Google sait que grâce à la puissance des paramètres par défaut, environ 95 % des personnes utiliseront exclusivement Google Play. L’entreprise sait également que dans le monde d’aujourd’hui, centré sur le mobile, de nombreuses personnes configureront leur compte Google lors de la configuration de leur Android. Et parce que Google lie illégalement votre compte Google à Gmail, Google Play oblige en fait tous ceux qui ont un Android à obtenir Gmail s’ils veulent télécharger des applications autre que Google.

Le résultat est que même si vous avez d’une manière ou d’une autre entendu parler de Proton Mail et l’utilisez (malgré la manipulation du marché par Google et son auto-préférence constante des résultats de recherche pour supprimer les alternatives), vous êtes, pour tous les besoins pratiques, obligé d’obtenir un compte Gmail pour télécharger Proton Mail sur votre appareil Android.

Il ne peut y avoir de notion de concurrence loyale lorsqu’un monopole abusif peut forcer les gens à s’inscrire à ses services avant de leur permettre de télécharger ceux d’un concurrent.
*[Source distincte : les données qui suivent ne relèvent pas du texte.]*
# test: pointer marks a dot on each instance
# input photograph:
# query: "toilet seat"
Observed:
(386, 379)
Des remèdes existent, mais Google ne les a pas encore appliqués

Google affirme avoir fait des concessions pour se conformer au DMA, en indiquant les écrans de choix qu’il ajoute pour permettre aux utilisateurs de choisir quel navigateur web et moteur de recherche ils souhaitent utiliser sur leur téléphone Android (plutôt que de simplement préinstaller Google Search et Google Chrome et de les définir par défaut). Toutefois, cette démarche passe intentionnellement à côté de l’essentiel. Si Google est autorisé à continuer de faire d’un compte Google (et, par extension, Gmail) une condition préalable à l’utilisation d’un téléphone Android et du Play Store, il a déjà gagné.
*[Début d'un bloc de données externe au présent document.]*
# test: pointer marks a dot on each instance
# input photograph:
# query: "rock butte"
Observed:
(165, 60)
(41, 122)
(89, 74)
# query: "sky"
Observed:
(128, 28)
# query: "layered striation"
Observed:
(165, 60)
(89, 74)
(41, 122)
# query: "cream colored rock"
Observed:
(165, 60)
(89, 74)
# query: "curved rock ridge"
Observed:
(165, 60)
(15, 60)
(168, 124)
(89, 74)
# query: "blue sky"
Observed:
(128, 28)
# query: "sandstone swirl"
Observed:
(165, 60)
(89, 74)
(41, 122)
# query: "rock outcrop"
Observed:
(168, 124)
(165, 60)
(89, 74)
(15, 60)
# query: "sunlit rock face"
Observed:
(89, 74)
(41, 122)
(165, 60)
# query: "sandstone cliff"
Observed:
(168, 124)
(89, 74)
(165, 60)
Heureusement, il existe des remèdes simples et infaillibles sur Android que la Commission européenne peut mettre en œuvre, si elle choisit de les défendre. Cela comprend :

  1. Lors de la configuration d’un Android pour la première fois, Google doit rendre l’option de création d’un compte Google avec une adresse e-mail externe aussi visible que l’option Gmail.
  2. Lors de la configuration d’un Android pour la première fois, Google doit permettre aux utilisateurs de choisir facilement un autre service de messagerie électronique. Si les utilisateurs choisissent un service de messagerie alternatif, Google doit permettre à l’appareil Android de télécharger automatiquement l’application de ce service. De cette manière, toute personne dont le premier appareil est un Android peut créer un compte Google sans être obligée d’utiliser Gmail. L’utilisateur pourra utiliser une adresse e-mail d’un autre fournisseur de messagerie s’ils ne veut pas que Google détiennent son identité en ligne.
  3. Rendre possible l’utilisation du Google Play Store sans compte Google ni perte de fonctionnalité, car Google Play est la porte d’entrée vers d’autres applications.
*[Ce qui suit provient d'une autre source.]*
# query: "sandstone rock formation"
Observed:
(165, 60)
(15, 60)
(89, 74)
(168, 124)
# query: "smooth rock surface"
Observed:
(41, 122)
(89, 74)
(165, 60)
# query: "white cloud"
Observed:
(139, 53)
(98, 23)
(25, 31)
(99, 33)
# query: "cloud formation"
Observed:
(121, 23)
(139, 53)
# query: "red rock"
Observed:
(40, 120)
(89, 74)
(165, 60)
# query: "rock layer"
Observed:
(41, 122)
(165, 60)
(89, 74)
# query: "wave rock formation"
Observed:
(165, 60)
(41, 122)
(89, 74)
Ces petits ajustements permettraient aux utilisateurs de reprendre le contrôle de leurs identités en ligne et mèneraient à un écosystème mobile où une véritable concurrence est possible.

La Commission européenne doit réagir

Malheureusement, l’entreprise Google sait que si elle renonce à ces exigences injustes sur Android, elle ne pourra plus collecter de données, ce qui signifie qu’elle aura moins d’informations à utiliser pour vendre des publicités et, par conséquent, moins de revenus. Google semble avoir calculé que se battre contre la Commission européenne au sujet d’un plan qui ne se conforme manifestement pas au DMA est moins coûteux que d’abandonner son régime actuel de collecte de données.

En conséquence, la Commission européenne doit maintenant choisir entre faire respecter la législation européenne adoptée de manière démocratique ou créer un précédent selon lequel les géants de la tech peuvent délibérément ignorer les lois de l’Union européenne sans subir de conséquences. Pour cette raison, si la Commission européenne veut que le DMA atteigne ses objectifs, elle doit obliger Google à permettre aux Européens de reprendre le contrôle de leurs identités en ligne.